Wo Mensch und Roboter zusammenarbeiten, können beide ihre Stärken ausspielen: Die Fähigkeit des Menschen, auf unvorhergesehene Situationen zu reagieren, und die Ausdauer eines Roboters. „Dennoch findet MRK bislang kaum Anwendung“, sagt Susanne Oberer-Treitz vom Fraunhofer IPA. Der Grund: Die Interaktion von Mensch und Maschine erfordert eine Reihe von Schutzmaßnahmen – und die vermindern oft die Wirtschaftlichkeit. Zumal auch die Taktzeit leidet. „Generell gilt: Je enger die Kollaboration, desto geringer fallen die Taktzeiten aus“, so die Ingenieurin.

Zwei Konzepte für sichere MRK-Arbeitsplätze gibt es derzeit: Sollen Mensch und Roboter ständig zusammenarbeiten, operiert der Roboter dauerhaft mit verminderter Geschwindigkeit und begrenzter Kraft. Eine zusätzliche Arbeitsraumüberwachung ist dann nicht nötig. Diese ist aber sinnvoll, wenn die Kooperation nur zeitweise erfolgt. Lichtschranken oder Laserscanner überwachen die Zelle und drosseln die Roboterbewegungen, sobald sich ein Mensch nähert. „Dabei müssen Sicherheitsabstände eingehalten werden, denn es gibt gewisse Erkennungs- und Nachlaufzeiten“, warnt Oberer-Treitz.

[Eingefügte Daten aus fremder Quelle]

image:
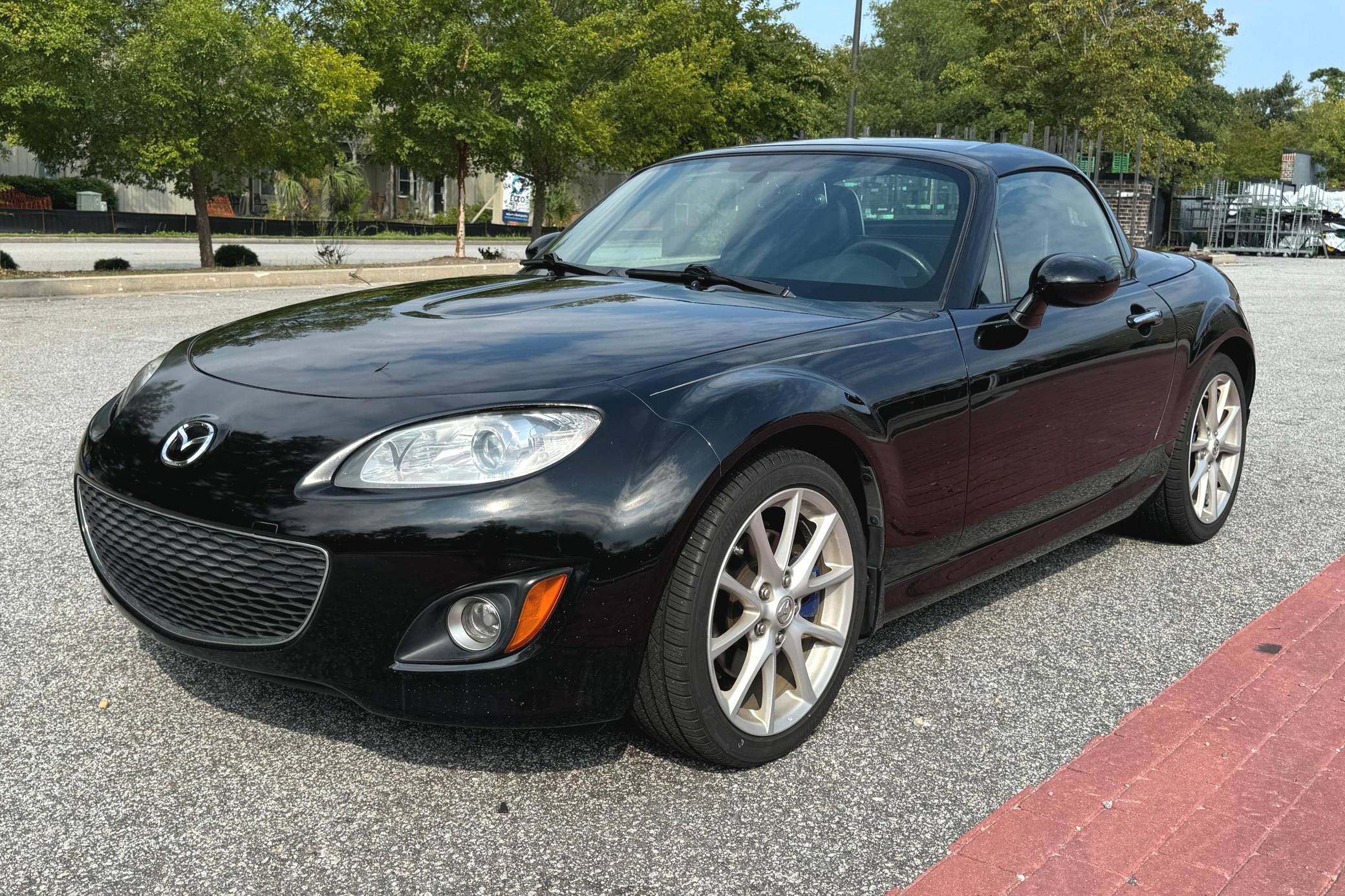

MRK rechnet sich, wenn sie Fertigungsqualität oder Ergonomie erhöht. Oberer-Treitz und ihre Kollegen beraten Unternehmer, die MRK anwenden wollen. „Wir schauen uns die Gegebenheiten vor Ort an, prüfen, welche Aufgaben die Roboter ausführen und wie eng Mensch und Maschine zusammenarbeiten sollen und schlagen dann das wirtschaftlichste Sicherheitskonzept vor.“

Daneben erweitern die Forscher kontinuierlich ihren Baukasten für kollaborative Komponenten. So sichern sie eine MRK-Schraubanwendung mit einer aktiven Entkopplungseinheit ab: Sobald eine Hand zwischen Werkzeugspitze und Werkstück gelangt, schaltet ein geregelter Druckzylinder das System schlaff.

Doch nicht nur der MRK-Roboter kann Mitarbeiter entlasten und unterstützen: In einer Produktion mit kleinen Stückzahlen und großer Variabilität, räumlicher Beschränkung oder bei hohen taktilen Anforderungen könnten in ein paar Jahren Exoskelette zum Einsatz kommen. Die am Körper getragenen Stützstrukturen sollen den Mitarbeiter zum Beispiel bei den letzten Handgriffen der Unterbodenverkleidung in der Automontage mit zusätzlicher Kraft versorgen.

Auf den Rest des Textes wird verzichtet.